In her book, Ms. Pickert avoids war metaphors, such as cancer battles and fights.
“I think anyone who is diagnosed with breast cancer is doing their best to get through the treatment,” she said. “It’s not easy, but at least for me, I feel the reason that things went well for me is because the science has advanced so far. So I’m really grateful for all the research that’s been done to lead up to what happened to me.”
Ms. Pickert’s “Radical” book also explores women with metastatic breast cancer — when the disease spreads beyond the breast and nearby lymph nodes to other organs in the body. She notes some promising developments about it.
“Because of the advocacy of a lot of stage 4 patients, more research is going to study metastatic disease,” she said. “I don’t think we’re close to solving that piece of the breast cancer puzzle, but I think we’re probably making more progress now than ever before.”
QUESTIONS AND OPINIONS
Based on her experience, Ms. Pickert has advice for breast cancer patients.
First, don’t be afraid to ask questions.
“I think that patients who are really involved in their care can make a difference in the quality,” she said.
If possible, patients should seek out clinical trials, she said.
“Fewer than 5% of patients participate in trials,” Ms. Pickert said. “We need trial participation to continue research and science.”
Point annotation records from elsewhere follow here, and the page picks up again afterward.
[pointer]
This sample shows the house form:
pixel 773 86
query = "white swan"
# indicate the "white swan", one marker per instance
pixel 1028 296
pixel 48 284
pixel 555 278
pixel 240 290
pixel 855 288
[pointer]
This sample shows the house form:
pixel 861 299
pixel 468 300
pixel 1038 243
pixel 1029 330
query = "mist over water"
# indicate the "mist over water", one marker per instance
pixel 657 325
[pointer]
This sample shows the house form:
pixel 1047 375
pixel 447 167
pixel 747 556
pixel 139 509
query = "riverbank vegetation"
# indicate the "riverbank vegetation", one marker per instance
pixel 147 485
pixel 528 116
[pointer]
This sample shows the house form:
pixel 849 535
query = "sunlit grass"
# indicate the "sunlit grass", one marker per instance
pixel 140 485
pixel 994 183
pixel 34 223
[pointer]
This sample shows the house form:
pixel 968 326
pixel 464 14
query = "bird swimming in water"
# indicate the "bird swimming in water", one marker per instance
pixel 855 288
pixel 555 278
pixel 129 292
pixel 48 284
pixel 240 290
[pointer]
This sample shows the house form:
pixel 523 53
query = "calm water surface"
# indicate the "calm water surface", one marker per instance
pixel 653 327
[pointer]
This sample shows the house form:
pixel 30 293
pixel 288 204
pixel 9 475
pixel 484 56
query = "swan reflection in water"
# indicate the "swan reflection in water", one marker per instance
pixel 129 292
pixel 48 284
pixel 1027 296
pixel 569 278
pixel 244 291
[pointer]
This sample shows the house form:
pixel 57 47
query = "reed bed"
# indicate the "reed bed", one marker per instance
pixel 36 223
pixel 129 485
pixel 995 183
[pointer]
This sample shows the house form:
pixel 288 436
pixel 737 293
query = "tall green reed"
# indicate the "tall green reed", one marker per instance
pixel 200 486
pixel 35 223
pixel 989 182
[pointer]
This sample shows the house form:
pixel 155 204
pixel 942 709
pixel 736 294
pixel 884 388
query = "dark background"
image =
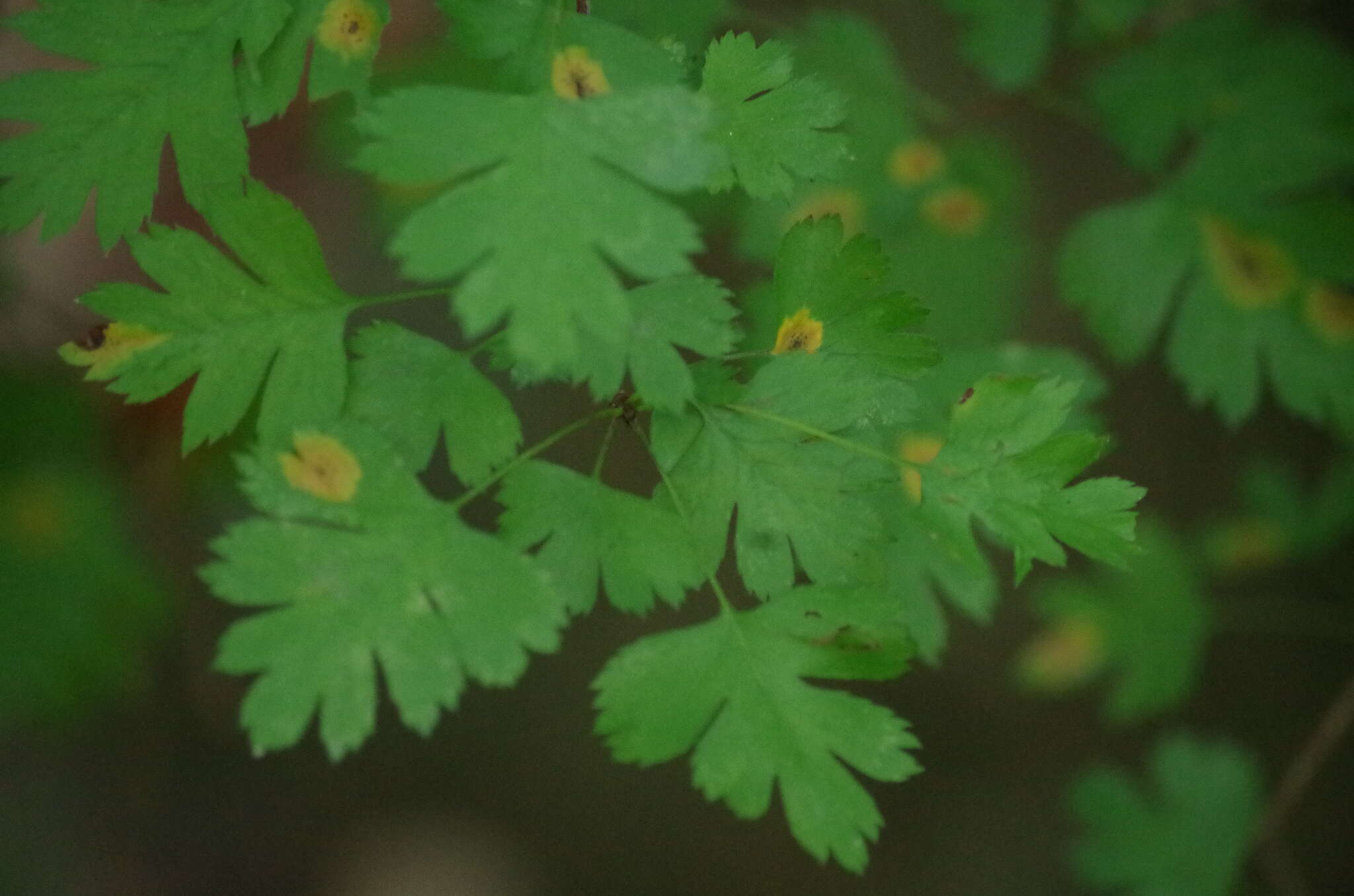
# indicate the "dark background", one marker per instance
pixel 155 790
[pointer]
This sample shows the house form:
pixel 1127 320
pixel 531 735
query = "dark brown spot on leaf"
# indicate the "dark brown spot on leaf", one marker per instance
pixel 94 339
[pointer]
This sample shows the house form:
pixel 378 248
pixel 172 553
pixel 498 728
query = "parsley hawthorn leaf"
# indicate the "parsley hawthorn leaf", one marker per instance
pixel 524 37
pixel 360 566
pixel 917 576
pixel 1010 42
pixel 1148 623
pixel 867 333
pixel 537 248
pixel 413 387
pixel 1235 80
pixel 1005 462
pixel 1103 270
pixel 772 126
pixel 590 529
pixel 691 312
pixel 790 490
pixel 1262 297
pixel 733 691
pixel 346 36
pixel 1188 834
pixel 275 322
pixel 160 69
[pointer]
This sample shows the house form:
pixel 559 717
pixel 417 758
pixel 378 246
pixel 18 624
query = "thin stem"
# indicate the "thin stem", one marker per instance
pixel 606 447
pixel 403 297
pixel 1275 854
pixel 488 343
pixel 1335 722
pixel 822 433
pixel 725 604
pixel 531 453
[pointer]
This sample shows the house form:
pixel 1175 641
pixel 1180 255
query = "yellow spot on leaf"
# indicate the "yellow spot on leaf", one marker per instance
pixel 956 210
pixel 576 76
pixel 916 163
pixel 321 466
pixel 917 451
pixel 836 201
pixel 107 347
pixel 799 333
pixel 1248 544
pixel 1063 657
pixel 1253 272
pixel 348 27
pixel 33 515
pixel 1330 311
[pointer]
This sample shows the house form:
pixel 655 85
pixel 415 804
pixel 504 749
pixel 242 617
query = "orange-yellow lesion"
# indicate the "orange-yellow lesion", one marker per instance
pixel 799 333
pixel 1330 312
pixel 106 347
pixel 917 451
pixel 1248 544
pixel 1253 272
pixel 1064 655
pixel 834 201
pixel 350 29
pixel 34 515
pixel 916 163
pixel 956 210
pixel 323 467
pixel 576 75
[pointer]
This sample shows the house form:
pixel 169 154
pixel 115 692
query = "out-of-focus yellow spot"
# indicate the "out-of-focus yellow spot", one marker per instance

When a diagnosis hits, she recommends seeking out the best care.
“This is perhaps a difficult thing for people in Watertown to read, but one thing I always advise people — if possible, it’s great to have a consultation at an academic medical center,” she said.
Second, and even third opinions are also key, Ms. Pickert said.
“Women shouldn’t be afraid to seek out a second opinion,” she said. “It’s an important thing to do because cancer science is changing so rapidly. There’s so much to know. Those second opinions can really make a difference to a lot of women.”